Bien sûr,  de temps en temps, quand la musique de Bronski Beat ou un chant syndicaliste résonne (une scène magnifique dans la salle des fêtes du village), on se sent légèrement manipulé ; « attention moment d’émotion! ». Et le pire c’est que ça marche. Parce que cette scène où les femmes chantent « Bread and Roses«  (cliquez sur le titre) avant d’être jointes par le chœur des hommes est magnifique, les voix, la mélodie et surtout les paroles. (Poème américain dédié aux femmes et repris comme chant syndicaliste surtout dans les mouvements de femmes).

As we come marching, marching in the beauty of the day,

A million darkened kitchens, a thousand mill lofts gray,

Are touched with all the radiance that a sudden sun discloses,

For the people hear us singing: « Bread and roses! Bread and roses! »

 

As we come marching, marching, we battle too for men,

For they are women’s children, and we mother them again.

Our lives shall not be sweated from birth until life closes

Hearts starve as well as bodies; give us bread, but give us roses!

 

As we come marching, marching, unnumbered women dead

Go crying through our singing their ancient cry for bread.

Small art and love and beauty their drudging spirits knew.

Yes, it is bread we fight for — but we fight for roses, too!

Mais les touches d’ironie pince-sans-rire sapent la guimauve, avec des scènes de comédie pure (les scènes de boîtes de nuit) et des plaisanteries « régionales » et culturelles qui passent au dessus de la tête de ceux qui ne connaissent pas le Pays de Galles.

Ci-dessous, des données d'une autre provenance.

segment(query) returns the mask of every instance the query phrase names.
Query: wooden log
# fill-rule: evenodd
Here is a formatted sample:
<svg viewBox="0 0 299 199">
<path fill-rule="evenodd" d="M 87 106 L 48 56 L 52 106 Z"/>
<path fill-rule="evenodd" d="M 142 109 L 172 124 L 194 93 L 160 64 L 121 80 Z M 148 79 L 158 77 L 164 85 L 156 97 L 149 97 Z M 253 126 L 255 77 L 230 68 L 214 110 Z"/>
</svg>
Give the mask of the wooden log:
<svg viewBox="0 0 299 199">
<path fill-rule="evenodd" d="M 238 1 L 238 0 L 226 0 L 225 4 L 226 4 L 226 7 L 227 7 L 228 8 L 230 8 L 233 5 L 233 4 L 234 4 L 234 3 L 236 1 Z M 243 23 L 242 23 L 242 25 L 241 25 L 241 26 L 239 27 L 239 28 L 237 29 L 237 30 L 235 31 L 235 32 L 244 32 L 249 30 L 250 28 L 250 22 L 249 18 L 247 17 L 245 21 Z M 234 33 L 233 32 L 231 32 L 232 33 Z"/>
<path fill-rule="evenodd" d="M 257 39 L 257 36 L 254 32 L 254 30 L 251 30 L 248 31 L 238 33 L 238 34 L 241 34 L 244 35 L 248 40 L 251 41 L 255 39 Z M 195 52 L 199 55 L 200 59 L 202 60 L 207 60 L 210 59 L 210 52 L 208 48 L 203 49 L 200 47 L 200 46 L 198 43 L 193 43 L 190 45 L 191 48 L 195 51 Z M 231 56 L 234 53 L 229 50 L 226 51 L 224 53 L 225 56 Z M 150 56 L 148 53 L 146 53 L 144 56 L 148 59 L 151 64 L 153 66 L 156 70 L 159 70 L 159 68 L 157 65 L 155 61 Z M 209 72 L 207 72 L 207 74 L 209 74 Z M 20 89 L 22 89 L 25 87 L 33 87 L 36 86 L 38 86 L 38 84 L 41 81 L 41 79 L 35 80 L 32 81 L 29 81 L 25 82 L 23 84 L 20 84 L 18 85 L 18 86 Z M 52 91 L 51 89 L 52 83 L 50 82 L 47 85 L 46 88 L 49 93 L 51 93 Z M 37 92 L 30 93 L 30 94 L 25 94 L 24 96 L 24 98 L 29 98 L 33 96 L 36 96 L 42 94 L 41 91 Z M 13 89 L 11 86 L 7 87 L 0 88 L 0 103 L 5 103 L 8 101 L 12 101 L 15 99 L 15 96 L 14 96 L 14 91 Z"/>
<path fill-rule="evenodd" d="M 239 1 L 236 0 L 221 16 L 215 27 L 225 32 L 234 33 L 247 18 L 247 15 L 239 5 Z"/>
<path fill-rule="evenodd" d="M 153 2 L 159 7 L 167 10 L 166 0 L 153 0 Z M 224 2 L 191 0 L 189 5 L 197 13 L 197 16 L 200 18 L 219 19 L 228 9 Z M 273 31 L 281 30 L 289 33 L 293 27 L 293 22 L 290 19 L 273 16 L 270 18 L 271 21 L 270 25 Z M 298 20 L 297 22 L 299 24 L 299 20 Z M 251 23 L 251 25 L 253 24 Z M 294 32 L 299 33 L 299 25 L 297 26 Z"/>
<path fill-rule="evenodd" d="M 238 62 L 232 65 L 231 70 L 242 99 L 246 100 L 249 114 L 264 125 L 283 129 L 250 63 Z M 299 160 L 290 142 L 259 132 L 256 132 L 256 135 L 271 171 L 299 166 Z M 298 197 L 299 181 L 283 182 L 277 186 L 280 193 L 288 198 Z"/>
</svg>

On rit franchement, on est tout aussi ému et ceci grâce à un casting incroyable dont le formidable Ben Schnetzer qui maîtrise la pointe d’accent irlandais à la perfection ou Dominic West touchant et drôle dans une scène de danse. On s’attache à eux, on souhaite qu’ils soient heureux et qu’ils vivent pour toujours…

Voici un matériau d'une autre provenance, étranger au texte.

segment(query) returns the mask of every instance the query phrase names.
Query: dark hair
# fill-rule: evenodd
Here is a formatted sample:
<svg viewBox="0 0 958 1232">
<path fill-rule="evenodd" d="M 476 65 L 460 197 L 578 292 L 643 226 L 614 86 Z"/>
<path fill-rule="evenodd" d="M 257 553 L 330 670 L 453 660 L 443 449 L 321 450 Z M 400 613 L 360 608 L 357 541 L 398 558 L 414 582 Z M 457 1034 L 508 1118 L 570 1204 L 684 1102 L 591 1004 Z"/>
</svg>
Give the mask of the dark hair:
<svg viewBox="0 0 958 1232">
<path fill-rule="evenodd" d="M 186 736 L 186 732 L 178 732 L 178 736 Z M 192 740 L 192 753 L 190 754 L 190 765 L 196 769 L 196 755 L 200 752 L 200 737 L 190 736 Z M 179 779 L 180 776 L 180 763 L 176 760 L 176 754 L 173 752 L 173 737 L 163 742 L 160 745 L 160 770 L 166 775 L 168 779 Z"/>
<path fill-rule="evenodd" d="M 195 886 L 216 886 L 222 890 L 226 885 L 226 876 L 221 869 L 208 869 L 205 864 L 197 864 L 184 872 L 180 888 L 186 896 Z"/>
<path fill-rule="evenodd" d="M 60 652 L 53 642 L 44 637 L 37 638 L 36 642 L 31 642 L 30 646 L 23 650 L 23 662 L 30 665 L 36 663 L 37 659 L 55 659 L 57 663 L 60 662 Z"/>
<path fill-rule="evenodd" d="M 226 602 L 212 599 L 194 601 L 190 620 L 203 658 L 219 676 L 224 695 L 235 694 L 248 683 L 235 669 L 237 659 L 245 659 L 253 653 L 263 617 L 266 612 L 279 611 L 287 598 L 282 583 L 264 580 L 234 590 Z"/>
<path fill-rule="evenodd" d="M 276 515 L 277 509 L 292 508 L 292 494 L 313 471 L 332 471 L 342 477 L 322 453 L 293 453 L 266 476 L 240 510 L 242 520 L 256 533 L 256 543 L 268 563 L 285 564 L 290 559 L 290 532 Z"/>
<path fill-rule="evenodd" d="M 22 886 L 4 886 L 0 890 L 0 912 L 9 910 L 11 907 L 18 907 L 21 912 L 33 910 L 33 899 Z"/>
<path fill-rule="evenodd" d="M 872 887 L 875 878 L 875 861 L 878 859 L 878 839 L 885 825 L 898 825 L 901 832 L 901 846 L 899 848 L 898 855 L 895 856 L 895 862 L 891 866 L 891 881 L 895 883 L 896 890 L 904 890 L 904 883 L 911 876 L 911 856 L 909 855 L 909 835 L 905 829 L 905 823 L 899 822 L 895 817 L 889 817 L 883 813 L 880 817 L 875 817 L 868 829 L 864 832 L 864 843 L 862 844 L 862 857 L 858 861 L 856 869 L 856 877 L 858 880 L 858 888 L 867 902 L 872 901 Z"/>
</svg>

Pride est vraiment une histoire inspirante qui restaure – un petit peu – sa foi en l’humanité. Son attrait réside dans son humour, et dans sa célébration joyeuse de la décence morale, de la tolérance et du respect dans un des moments les plus controversées de l’histoire sociale britannique contemporaine.

Deux seules remarques un peu négatives.

Les sous titres parfois approximatifs. Mark Ashton explique l’importance des mots – et insultes – et qu’il faut se les ré-approprier, d’où toute une série de mots associés à l’homosexualité, malheureusement mal ou non traduits. Ainsi au début quand la seule lesbienne du groupe, Steph, se définit comme « dyke », c’est traduit « lesbienne » or la traduction est « gouine ». Ce qui est plus fort et plus amusant car elle revendique ce mot à chaque fois. C’est important dans un film dont le sujet est d’être gay et fier de l’être, de traduire correctement le vocabulaire – insultant – de « faggots », « shirt lifters », « benders », etc.

Enfin Mark Ashton était un militant de la cause gay mais il était aussi communiste. Et c’est son engagement politique qui l’a fait devenir porte parole des LGSM (Lesbians and Gays Support the Miners). Dans ce maelström historique Ashton a été l’un des premiers à réaliser la connexion entre les deux groupes qui étaient à la fois sous l’attaque de Thatcher, son gouvernement, les journaux et la police brutale et réactionnaire.  Or le film ne parle pas du fait qu’il était secrétaire général de la Ligue des Jeunesses Communistes à cette époque. Et que ceci a joué aussi sur son engagement.

Mais peu importe, parce que l’important est que Pride est un réussite. Les rires et les silences dans la salle l’ont prouvé. Allez le voir!

*coal not dole = le charbon pas l’allocation chômage

9 thoughts on “Pride – Un film merveilleux

  1. Audrey says:

    Je l’ai vu ce soir. J’ai adoré! J’ai ri, j’ai pleuré, j’ai été touchée et émue par leurs histoires. C’est bien de ne pas dire la fin mais tu aurais pu parler de la galloise qui est devenue MP.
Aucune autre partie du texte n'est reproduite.